# What is the best thing to do????



## TheRobber (Jun 16, 2012)

Two Months ago my wife said she wanted a separation. At that point I was shocked, I suggested we work it out. We did and for those two months things were just "ok" Not alot of affection but no arguments. Last week after a rough weekend she said we need to separate. We talked about it and she brought things up from 10 years past. By the way we have been married for 19 years and have two boys ages 15 and 11. She said she doesn't love me anymore. I suggested Consoling and she said it was too late. After much discussion I said I would leave but on the condition that we go to a consoler. At that point she agreed and we have an appointment set up for later this week.We have talked since then and I have had interaction with the kids. Yesterday I was at the house and we had a cookout. My wife and I discussed the issues and after talking to her, she wants this to work but her fear is that even after Being apart and consoling she will still feel the same. I have been doing a lot of reading into what is going on. I truly believe we have allowed our selves to fall out of love even though I know I still love her. So long story short, We are still cordial to each other, we are talking and texting with no problems and we are working with the kids through this. Tonight we are going to a school function together without problem. I have full access to our house, in fact, I'm here now to do a little maintenance and she was fine with that. I want to hold her and more then anything come back home.When I do hug her,when I leave she pulls away and gives me the friend hug. My overall question is; how should I interact with her during this time? When we first started dating I would always give her cards and candy and things. Do I continue to tell her I love her and go back to the days of early on or do I need to give her more space? I'm currently staying only a short distance away. My kids have contact with me anytime they want. Last week I had flowers delivered to her office and she seemed to like that, I wrote out a card with my feeling over the weekend and we talked about it. BUT....What should I be doing on the sidelines now to help this along?


----------



## spun (Jul 2, 2012)

TheRobber said:


> Two Months ago my wife said she wanted a separation. At that point I was shocked, I suggested we work it out. We did and for those two months things were just "ok" Not alot of affection but no arguments. Last week after a rough weekend she said we need to separate. We talked about it and she brought things up from 10 years past. By the way we have been married for 19 years and have two boys ages 15 and 11. She said she doesn't love me anymore. I suggested Consoling and she said it was too late. After much discussion I said I would leave but on the condition that we go to a consoler. At that point she agreed. We have talked since then and I have had interaction with the kids. Yesterday I was at the house and we had a cookout. My wife and I discussed the issues and after talking to her, she wants this to work but her fear is that even after Being apart and consoling she will still feel the same. I have been doing a lot of reading into what is going on. I truly believe we have allowed our selves to fall out of love even though I certain we still love each other. So long story short, We are still cordial to each other, we are talking and texting with no problems and we are working with the kids through this. Tonight we are going to a school function together without problem. I have full access to our house, in fact, I'm here now to do a little maintenance and she was fine with that. I want to hold her and more then anything come back home.When I do hug here when I leave she pulls away and gives me the friend hug. My overall question is; how should I interact with her during this time?When we first started dating I would always give her cards and candy and things. Do I continue to tell her I love her or do I need to give her more space? I'm currently staying only a short distance away. My kids have contact with me anytime they want. Last week I had flowers delivered to her office and she seemed to like that, I wrote out a card with my feeling over the weekend and we talked about it. BUT....What should I be doing on the sidelines now to help this along?

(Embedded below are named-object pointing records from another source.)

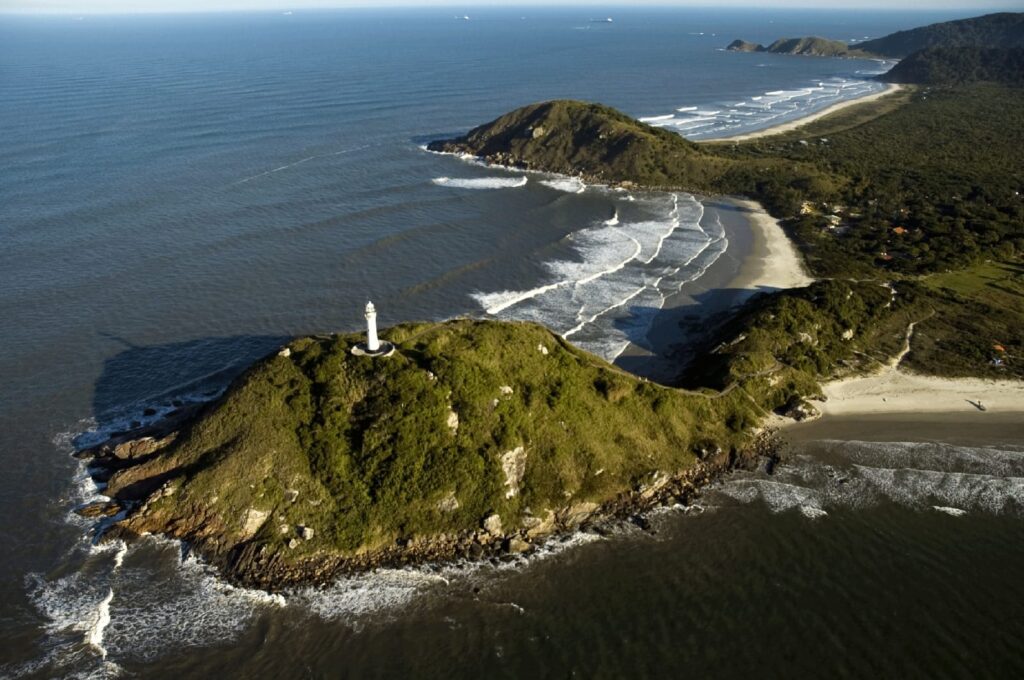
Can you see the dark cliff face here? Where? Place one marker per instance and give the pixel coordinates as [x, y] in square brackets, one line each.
[743, 46]
[810, 46]
[590, 140]
[960, 66]
[1005, 30]
[471, 437]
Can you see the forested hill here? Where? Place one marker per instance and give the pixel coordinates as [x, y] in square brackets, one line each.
[811, 46]
[1003, 30]
[941, 66]
[592, 140]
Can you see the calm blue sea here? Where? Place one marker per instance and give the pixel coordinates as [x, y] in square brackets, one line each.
[179, 194]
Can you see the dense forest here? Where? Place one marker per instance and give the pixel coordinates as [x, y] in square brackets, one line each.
[956, 66]
[1003, 30]
[901, 190]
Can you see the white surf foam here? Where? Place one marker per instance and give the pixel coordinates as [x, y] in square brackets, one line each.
[622, 274]
[567, 184]
[481, 182]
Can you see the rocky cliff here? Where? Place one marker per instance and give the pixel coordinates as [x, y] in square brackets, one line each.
[472, 438]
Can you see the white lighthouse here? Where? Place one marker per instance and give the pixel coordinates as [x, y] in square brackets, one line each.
[373, 344]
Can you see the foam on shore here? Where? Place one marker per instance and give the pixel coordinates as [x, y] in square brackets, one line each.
[481, 182]
[622, 274]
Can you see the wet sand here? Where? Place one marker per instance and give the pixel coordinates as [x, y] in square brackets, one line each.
[800, 122]
[760, 258]
[961, 428]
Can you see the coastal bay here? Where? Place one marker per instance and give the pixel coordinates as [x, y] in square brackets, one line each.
[152, 260]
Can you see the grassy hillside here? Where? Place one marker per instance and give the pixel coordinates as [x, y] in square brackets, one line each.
[809, 46]
[935, 184]
[466, 420]
[1001, 30]
[927, 186]
[945, 66]
[581, 138]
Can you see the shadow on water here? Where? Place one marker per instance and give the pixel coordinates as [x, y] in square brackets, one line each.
[141, 383]
[669, 339]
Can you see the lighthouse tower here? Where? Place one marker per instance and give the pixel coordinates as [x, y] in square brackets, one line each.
[373, 344]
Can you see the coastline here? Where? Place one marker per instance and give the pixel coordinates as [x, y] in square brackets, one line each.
[895, 391]
[788, 126]
[958, 428]
[760, 258]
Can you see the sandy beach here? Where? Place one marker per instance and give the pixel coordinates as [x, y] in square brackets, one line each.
[800, 122]
[773, 262]
[760, 258]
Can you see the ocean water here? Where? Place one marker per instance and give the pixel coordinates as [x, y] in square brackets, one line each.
[180, 195]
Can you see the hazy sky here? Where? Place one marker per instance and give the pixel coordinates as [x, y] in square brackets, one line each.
[119, 6]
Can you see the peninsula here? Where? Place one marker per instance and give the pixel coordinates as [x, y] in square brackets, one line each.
[476, 437]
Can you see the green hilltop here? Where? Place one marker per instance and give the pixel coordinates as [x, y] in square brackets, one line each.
[1003, 31]
[466, 421]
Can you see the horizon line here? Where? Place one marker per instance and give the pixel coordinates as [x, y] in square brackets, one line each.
[614, 4]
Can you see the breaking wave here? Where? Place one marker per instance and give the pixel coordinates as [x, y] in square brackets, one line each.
[938, 477]
[567, 184]
[606, 296]
[481, 182]
[766, 110]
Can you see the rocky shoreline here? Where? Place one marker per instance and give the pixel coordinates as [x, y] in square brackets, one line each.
[249, 564]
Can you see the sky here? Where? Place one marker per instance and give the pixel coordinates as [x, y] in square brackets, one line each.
[140, 6]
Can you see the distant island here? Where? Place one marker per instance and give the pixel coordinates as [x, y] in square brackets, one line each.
[473, 438]
[478, 438]
[810, 46]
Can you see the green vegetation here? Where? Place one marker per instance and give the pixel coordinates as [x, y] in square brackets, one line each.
[811, 46]
[914, 184]
[580, 138]
[978, 325]
[956, 66]
[1000, 31]
[932, 185]
[779, 346]
[1004, 30]
[415, 445]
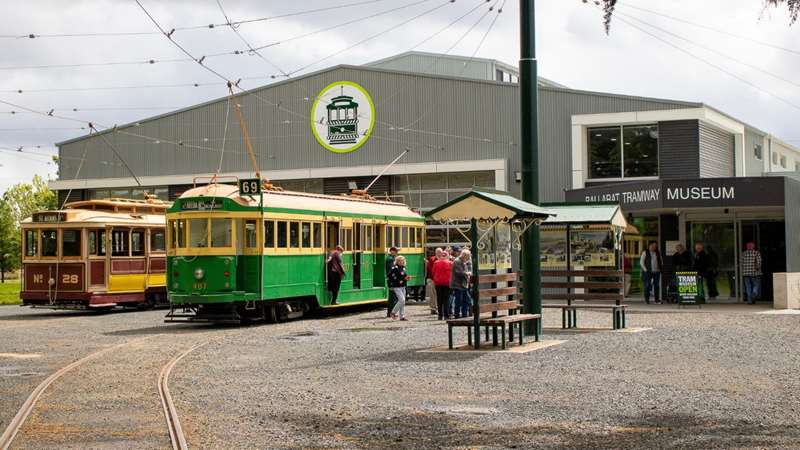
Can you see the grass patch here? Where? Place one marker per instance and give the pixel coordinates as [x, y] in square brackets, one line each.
[9, 292]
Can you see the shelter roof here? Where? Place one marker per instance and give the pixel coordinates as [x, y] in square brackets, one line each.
[481, 203]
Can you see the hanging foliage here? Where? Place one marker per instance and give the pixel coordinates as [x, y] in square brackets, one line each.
[793, 5]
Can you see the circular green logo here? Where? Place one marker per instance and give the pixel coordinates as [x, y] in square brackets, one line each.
[342, 117]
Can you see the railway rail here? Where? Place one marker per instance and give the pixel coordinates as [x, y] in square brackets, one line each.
[176, 435]
[170, 413]
[27, 407]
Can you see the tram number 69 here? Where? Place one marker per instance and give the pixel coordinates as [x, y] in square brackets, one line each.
[250, 186]
[69, 279]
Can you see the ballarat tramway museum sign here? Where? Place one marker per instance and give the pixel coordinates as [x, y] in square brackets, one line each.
[696, 193]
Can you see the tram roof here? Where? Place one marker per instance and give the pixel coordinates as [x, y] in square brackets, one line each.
[113, 210]
[290, 200]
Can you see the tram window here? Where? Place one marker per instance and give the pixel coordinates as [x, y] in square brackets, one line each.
[250, 234]
[178, 233]
[269, 234]
[157, 243]
[294, 234]
[368, 238]
[49, 243]
[92, 236]
[71, 243]
[317, 235]
[102, 239]
[119, 243]
[221, 232]
[137, 243]
[348, 239]
[305, 234]
[282, 234]
[198, 233]
[31, 243]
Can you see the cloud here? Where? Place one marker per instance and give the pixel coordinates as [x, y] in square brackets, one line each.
[573, 50]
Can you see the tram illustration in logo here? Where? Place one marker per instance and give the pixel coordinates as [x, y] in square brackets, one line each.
[342, 117]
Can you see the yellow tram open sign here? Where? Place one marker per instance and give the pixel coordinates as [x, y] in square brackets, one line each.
[250, 186]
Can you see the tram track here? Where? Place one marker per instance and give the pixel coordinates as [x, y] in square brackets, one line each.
[176, 435]
[27, 407]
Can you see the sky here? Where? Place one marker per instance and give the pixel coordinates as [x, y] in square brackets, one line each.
[730, 54]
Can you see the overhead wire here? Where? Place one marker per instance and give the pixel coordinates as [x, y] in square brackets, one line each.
[710, 49]
[709, 28]
[709, 63]
[193, 27]
[235, 30]
[372, 36]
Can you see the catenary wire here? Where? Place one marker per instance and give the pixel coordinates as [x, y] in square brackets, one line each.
[709, 63]
[193, 27]
[235, 30]
[706, 27]
[371, 37]
[710, 49]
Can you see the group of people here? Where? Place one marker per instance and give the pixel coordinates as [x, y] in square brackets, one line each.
[449, 271]
[396, 279]
[704, 262]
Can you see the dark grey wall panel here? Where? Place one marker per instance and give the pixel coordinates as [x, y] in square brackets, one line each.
[678, 144]
[438, 118]
[792, 217]
[716, 152]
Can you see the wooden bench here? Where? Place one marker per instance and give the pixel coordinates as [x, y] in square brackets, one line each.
[569, 316]
[505, 322]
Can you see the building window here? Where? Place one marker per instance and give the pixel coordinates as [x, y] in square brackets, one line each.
[623, 152]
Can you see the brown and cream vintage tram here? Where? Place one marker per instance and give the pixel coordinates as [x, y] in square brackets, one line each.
[95, 254]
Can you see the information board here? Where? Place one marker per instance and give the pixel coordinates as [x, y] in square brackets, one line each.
[689, 287]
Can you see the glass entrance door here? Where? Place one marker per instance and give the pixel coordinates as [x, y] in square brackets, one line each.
[719, 241]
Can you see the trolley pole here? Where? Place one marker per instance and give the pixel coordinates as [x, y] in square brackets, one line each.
[529, 145]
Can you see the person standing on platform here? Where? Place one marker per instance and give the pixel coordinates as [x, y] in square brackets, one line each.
[442, 271]
[713, 268]
[700, 264]
[459, 283]
[388, 264]
[430, 287]
[751, 273]
[398, 278]
[335, 272]
[651, 264]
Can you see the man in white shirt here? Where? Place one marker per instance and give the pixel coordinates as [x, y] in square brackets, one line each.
[651, 264]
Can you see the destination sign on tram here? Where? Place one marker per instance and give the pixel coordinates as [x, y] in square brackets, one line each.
[49, 217]
[250, 186]
[201, 205]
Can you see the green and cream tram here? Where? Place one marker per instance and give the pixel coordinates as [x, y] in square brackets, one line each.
[232, 256]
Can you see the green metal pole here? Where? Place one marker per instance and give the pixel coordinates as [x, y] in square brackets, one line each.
[476, 298]
[529, 145]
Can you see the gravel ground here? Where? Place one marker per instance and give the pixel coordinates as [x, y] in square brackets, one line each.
[721, 377]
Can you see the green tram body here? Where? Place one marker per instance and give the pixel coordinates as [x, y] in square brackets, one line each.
[219, 240]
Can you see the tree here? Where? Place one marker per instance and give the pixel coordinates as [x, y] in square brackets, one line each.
[17, 203]
[793, 5]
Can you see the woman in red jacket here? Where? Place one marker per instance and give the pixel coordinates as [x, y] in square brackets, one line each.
[442, 269]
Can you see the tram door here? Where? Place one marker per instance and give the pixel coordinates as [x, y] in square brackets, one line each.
[357, 256]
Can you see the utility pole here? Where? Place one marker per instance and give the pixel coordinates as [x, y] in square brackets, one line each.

Stop hugging her and telling you that you love her. Give her space. What you are doing now is pushing her away.

Do the 180 and work on yourself.


----------



## TheRobber (Jun 16, 2012)

where do I find information on the "180"?


----------



## spun (Jul 2, 2012)

TheRobber said:


> where do I find information on the "180"?


The Healing Heart: The 180


----------



## izzy123 (Aug 23, 2012)

spun said:


> Stop hugging her and telling you that you love her. Give her space. What you are doing now is pushing her away.
> 
> Do the 180 and work on yourself.


Sounds like sound advice. Also check out "Wife Wants Out" by Michelle W. Davis


----------



## wiigirl (Jun 14, 2012)

spun said:


> Stop hugging her and telling you that you love her. Give her space. What you are doing now is pushing her away.
> 
> Do the 180 and work on yourself.


:iagree:








_Posted via Mobile Device_


----------